Additionally, the U.S. and other wealthy countries can do more to distribute vaccines abroad. The Western world has been parsimonious with its approach to global vaccine equity. Even as anyone in the U.S. can walk into their local pharmacy and get a dose, still only 10 percent of those in low-income countries have been vaccinated. The pandemic won’t end here until it ends everywhere, and getting the rest of the world vaccinated is the best way to prevent new variants from emerging.
The second thing that institutions can do is to reduce spread with commonsense mitigation measures. How to do this? Two main things come to mind: Improve indoor air quality and expand flexibility for sick leave. Cleaning the air we breathe through improved ventilation and filtration would help cut the transmission of SARS-CoV-2 and a whole host of other respiratory viruses as well. And if you run a business with employees, see to it that your employees have enough paid leave so that they don’t have to choose between coming to work when feeling unwell and not getting paid. In addition, all institutions—be they universities or corporations—need to retain the flexibility for remote options for education and work that we’ve witnessed in the past few years.

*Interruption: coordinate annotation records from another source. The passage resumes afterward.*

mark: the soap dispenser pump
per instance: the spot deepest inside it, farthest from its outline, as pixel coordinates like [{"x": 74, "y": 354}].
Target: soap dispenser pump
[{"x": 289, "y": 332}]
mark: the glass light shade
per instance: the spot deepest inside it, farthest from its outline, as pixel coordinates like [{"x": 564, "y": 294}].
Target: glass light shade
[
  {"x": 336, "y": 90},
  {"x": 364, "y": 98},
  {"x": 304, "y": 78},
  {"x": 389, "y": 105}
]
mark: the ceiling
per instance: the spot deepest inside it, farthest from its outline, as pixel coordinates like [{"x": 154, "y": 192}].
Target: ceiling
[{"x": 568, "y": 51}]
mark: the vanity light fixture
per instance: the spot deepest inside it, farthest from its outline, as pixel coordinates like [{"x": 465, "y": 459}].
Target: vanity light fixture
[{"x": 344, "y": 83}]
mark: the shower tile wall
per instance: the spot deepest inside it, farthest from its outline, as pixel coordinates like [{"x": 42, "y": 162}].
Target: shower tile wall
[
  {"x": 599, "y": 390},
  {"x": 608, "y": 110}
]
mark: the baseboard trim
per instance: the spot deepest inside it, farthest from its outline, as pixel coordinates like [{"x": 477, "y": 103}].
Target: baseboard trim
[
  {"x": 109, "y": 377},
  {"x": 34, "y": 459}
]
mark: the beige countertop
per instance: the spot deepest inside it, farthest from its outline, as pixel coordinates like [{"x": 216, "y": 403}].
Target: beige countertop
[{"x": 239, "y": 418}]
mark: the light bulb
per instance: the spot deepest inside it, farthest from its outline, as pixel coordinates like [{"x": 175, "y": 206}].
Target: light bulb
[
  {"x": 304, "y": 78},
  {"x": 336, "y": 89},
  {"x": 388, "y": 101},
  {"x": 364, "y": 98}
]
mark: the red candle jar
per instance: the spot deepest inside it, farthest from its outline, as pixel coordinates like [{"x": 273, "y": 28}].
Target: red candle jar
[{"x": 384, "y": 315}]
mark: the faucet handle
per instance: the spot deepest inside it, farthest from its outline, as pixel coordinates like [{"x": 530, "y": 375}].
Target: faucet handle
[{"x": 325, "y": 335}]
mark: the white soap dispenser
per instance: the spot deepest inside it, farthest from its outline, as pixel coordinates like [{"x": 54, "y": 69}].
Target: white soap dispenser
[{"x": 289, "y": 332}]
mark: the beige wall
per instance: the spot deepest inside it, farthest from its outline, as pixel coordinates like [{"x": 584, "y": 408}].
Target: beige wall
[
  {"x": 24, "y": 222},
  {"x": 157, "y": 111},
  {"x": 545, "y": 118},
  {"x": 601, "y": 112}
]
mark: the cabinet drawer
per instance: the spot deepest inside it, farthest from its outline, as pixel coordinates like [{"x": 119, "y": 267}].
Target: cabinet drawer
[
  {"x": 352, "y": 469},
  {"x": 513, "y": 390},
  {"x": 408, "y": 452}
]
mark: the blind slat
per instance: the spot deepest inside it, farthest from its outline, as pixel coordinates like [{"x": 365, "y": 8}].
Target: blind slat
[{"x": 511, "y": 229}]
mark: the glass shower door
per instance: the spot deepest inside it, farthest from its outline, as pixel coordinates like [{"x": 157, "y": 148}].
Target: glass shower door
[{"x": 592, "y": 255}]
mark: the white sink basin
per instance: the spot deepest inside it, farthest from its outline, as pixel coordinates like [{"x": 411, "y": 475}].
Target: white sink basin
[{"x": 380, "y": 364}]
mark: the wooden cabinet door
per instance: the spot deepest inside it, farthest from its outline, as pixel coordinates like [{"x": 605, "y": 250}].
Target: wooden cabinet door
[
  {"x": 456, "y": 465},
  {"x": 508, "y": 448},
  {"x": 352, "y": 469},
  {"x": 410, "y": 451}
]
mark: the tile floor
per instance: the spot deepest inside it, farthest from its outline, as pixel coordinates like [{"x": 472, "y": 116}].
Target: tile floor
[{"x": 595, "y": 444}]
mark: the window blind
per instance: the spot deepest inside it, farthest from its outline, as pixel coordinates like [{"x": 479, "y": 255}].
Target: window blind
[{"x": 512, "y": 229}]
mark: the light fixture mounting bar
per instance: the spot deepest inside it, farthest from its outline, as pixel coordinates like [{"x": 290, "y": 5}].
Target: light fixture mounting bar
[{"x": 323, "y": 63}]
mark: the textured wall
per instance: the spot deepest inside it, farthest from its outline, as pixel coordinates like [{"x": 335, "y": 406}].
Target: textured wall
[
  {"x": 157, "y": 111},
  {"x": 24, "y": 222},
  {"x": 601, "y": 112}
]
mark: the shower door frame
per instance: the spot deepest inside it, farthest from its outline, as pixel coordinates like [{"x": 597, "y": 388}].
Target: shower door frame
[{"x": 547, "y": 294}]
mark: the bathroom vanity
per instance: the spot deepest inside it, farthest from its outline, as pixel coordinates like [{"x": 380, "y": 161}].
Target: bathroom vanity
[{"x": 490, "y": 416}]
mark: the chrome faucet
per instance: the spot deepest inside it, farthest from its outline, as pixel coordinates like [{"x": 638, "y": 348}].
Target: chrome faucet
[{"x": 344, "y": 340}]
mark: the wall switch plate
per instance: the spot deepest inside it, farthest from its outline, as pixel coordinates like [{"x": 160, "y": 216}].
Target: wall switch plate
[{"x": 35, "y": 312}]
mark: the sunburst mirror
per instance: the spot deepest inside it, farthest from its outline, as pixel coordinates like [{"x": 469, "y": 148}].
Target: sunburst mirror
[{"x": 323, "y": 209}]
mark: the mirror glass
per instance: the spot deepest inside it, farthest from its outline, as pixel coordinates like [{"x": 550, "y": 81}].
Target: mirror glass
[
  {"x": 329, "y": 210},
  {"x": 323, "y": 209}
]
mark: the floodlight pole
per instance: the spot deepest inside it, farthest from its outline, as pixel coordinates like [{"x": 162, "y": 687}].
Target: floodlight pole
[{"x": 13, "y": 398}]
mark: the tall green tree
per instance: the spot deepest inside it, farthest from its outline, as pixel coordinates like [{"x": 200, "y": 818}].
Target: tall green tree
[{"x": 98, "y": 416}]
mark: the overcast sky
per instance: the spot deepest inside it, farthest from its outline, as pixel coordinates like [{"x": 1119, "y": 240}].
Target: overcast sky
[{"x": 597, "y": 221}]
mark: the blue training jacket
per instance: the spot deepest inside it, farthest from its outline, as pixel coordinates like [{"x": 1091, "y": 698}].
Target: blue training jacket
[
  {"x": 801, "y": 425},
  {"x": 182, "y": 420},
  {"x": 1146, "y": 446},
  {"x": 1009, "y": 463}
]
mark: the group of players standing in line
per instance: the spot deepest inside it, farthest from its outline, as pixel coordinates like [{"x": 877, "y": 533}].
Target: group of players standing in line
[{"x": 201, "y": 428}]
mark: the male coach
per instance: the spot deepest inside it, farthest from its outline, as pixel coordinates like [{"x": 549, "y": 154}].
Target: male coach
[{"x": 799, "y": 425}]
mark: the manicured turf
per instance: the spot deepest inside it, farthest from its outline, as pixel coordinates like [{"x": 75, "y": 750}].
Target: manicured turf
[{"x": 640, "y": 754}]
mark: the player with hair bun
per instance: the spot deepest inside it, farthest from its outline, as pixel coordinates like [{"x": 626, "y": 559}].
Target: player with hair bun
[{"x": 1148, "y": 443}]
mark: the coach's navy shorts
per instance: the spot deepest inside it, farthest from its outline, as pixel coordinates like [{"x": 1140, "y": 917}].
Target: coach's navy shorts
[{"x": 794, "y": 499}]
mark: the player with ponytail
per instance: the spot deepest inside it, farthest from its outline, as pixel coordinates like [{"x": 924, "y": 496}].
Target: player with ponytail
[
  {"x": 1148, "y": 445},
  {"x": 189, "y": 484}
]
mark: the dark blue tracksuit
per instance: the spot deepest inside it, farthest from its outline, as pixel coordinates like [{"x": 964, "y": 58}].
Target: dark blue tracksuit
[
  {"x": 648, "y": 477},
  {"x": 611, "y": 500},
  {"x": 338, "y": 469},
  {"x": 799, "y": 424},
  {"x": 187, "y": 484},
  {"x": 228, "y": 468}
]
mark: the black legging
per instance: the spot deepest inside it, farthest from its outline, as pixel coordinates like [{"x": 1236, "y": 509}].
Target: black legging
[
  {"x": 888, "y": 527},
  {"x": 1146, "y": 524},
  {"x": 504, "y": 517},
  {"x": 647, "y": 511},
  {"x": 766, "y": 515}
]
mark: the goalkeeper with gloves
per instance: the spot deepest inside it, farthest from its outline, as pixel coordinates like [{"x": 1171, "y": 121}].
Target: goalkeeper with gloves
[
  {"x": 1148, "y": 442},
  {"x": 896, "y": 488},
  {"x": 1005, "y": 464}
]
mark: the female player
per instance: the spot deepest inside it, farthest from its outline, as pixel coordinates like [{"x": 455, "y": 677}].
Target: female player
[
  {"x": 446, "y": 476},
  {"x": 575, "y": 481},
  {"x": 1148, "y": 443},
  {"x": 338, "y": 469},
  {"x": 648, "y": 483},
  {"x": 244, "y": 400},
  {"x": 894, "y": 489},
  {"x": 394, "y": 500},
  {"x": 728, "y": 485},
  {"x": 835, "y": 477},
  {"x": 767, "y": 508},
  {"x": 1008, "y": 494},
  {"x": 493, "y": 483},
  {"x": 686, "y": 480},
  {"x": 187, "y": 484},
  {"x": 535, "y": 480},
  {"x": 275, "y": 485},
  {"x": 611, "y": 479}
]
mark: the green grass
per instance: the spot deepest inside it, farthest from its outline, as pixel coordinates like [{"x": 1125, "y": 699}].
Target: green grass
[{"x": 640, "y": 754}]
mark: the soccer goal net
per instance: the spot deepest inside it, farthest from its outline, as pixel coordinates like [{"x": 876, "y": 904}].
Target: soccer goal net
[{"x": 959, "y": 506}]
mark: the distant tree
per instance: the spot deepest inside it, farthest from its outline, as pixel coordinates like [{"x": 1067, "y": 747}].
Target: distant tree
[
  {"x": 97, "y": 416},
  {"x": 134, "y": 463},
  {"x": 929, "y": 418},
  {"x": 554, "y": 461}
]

And finally, the government can do more to approve and make available new therapeutics such as Evushield, a monoclonal antibody cocktail to prevent infection, and Paxlovid, an oral antiviral that slashes the likelihood of hospitalization, both of which will play an important role in keeping people safe, including and especially immunocompromised people for whom vaccinations may not work as well. Unfortunately, these two drugs are still in short supply, and we need the government and health-care institutions to surge and stockpile more in advance of future waves.
Many vaccinated and boosted Americans are rightly worried about the virus’s continued spread, especially for immunocompromised people, and they want to do their part. As Ed Yong recently wrote, “People are still dying, and immunocompromised people disproportionately so.” But, notably, not one of the proposed strategies for improving the situation for immunocompromised people that Yong highlighted was to ask vaccinated and boosted people to stay home. Yong writes, “Exactly none of the people I talked with wants a permanent lockdown.” So what solutions does he point to? Institutional ones, or, as Yong puts it, “structural changes—better ventilation standards, widespread availability of tests, paid sick leave, and measures to improve vaccination rates. Above all else, they want flexibility, in both private and public spaces. That means remote-work and remote-school options, but also mask mandates for essential spaces such as grocery stores and pharmacies, which could be toggled on or off depending on a community’s caseload.”
This is the path to a better pandemic future—not just for healthy, young people but for everyone. The pandemic isn’t over, even for the boosted. But with cases plummeting, it should be an invitation for them to responsibly take pleasure in activities they’ve long been putting off. Treating them as trusted partners is not only consistent with the virtues of the vaccines. It’s also an investment in future preparedness. This group, by virtue of getting boosted in the first place, is among public health’s best allies. If we level with them now, they will be more willing to listen when the message and guidance changes. Failing to do so risks losing their trust and attention completely.
The pandemic isn’t over, but that doesn’t mean it should stop all of us from living—especially those who have done the most important thing to protect themselves and others.